Benefits of online therapy for repression

When repression of emotions or experiences is left unchecked, it can lead to various mental health issues. Fortunately, therapy can provide an effective way for individuals experiencing repressed emotions to get the help they need and progress toward relief.

Online therapy may be an especially beneficial option for those living with repression symptoms. By offering convenient and flexible scheduling and meetings that can occur in a familiar and comforting environment such as your home, online therapeutic options like BetterHelp can offer individuals a chance to heal from their experience in a safe and productive setting.
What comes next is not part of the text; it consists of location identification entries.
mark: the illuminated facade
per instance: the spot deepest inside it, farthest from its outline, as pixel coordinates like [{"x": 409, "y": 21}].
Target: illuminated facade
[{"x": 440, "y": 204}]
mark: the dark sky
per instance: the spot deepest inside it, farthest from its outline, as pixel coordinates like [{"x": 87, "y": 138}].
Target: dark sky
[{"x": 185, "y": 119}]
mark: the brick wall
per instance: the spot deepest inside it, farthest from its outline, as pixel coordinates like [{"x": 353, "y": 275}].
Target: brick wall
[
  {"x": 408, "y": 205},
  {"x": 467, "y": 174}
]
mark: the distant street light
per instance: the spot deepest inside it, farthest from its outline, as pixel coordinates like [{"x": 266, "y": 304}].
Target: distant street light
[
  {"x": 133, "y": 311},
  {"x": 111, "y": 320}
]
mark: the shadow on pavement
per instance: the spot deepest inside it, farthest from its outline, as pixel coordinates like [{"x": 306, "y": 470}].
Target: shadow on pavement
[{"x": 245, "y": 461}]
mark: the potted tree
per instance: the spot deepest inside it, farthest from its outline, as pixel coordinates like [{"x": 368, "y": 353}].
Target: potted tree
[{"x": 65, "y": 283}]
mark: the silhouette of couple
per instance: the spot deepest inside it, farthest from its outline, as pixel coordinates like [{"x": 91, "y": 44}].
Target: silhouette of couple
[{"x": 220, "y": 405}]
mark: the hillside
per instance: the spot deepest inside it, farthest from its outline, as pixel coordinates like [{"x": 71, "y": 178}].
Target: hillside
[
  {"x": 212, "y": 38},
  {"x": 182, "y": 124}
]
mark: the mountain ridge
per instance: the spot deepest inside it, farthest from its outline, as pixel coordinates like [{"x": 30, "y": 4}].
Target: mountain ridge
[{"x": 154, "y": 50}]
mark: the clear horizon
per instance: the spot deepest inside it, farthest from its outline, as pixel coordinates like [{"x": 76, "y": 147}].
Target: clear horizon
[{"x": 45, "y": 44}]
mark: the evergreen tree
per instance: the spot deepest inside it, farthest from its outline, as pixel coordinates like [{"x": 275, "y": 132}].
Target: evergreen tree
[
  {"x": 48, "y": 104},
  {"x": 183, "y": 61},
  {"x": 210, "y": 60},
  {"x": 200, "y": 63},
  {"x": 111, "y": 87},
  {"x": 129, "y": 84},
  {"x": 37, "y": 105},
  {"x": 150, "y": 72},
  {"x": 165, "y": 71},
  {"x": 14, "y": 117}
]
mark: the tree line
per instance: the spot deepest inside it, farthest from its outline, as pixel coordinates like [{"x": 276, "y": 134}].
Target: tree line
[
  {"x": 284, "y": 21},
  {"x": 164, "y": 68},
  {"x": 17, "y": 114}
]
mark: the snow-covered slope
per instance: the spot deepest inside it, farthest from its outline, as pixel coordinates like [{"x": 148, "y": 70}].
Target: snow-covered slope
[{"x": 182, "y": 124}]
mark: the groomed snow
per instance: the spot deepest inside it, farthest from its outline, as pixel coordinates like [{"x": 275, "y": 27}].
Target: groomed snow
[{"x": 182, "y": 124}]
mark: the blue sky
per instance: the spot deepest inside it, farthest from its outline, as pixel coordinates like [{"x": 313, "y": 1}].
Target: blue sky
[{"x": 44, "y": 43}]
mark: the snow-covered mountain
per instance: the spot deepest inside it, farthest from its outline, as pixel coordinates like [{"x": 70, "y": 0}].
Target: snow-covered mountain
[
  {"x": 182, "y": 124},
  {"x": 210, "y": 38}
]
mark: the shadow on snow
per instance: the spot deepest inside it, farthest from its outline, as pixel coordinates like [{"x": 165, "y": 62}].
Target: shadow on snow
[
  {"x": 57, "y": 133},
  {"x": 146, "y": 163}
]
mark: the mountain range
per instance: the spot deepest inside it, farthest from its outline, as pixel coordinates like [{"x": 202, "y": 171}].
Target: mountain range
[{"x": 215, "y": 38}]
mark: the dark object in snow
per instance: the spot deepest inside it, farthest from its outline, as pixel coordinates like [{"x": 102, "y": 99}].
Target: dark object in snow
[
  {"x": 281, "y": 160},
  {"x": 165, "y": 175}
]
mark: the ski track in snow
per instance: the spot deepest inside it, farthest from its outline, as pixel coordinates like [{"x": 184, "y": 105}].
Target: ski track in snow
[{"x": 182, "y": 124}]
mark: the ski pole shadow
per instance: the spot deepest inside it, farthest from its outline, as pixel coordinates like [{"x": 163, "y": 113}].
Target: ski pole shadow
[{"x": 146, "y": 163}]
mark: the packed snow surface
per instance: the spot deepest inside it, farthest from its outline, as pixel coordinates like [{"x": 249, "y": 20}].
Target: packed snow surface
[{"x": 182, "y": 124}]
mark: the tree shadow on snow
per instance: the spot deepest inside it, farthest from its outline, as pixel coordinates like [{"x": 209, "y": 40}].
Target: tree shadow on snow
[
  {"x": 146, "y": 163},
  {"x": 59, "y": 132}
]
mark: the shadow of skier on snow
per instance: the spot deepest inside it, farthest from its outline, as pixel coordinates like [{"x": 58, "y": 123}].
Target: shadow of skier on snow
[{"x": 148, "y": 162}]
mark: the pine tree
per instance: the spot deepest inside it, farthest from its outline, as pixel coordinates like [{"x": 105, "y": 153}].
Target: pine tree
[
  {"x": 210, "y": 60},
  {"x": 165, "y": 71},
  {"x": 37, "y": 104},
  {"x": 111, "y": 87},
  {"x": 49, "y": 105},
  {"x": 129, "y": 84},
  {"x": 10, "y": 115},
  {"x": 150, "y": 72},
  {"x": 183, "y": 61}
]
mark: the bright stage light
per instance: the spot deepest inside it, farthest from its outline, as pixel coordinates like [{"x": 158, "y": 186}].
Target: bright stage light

Effectiveness of online therapy for repression

Therapy for repression is highly effective in mitigating psychological distress, according to a vast wealth of scientific studies. Overall, these studies have backed up the effectiveness of therapy for repression in helping people become more mindful of their emotional states and thus gain greater control over their lives. They comprehensively establish that psychotherapeutic techniques like Cognitive Behavioral Therapy (CBT) can help individuals resolve many of the issues caused by their repressed emotions.

This is accomplished primarily through exploring feelings and identifying negative thought patterns to address the individual's emotional history. The result is typically a process of increased self-discovery, improved mental health functioning, and progress in dealing with various psychological problems related to traumatic experiences or other life stressors.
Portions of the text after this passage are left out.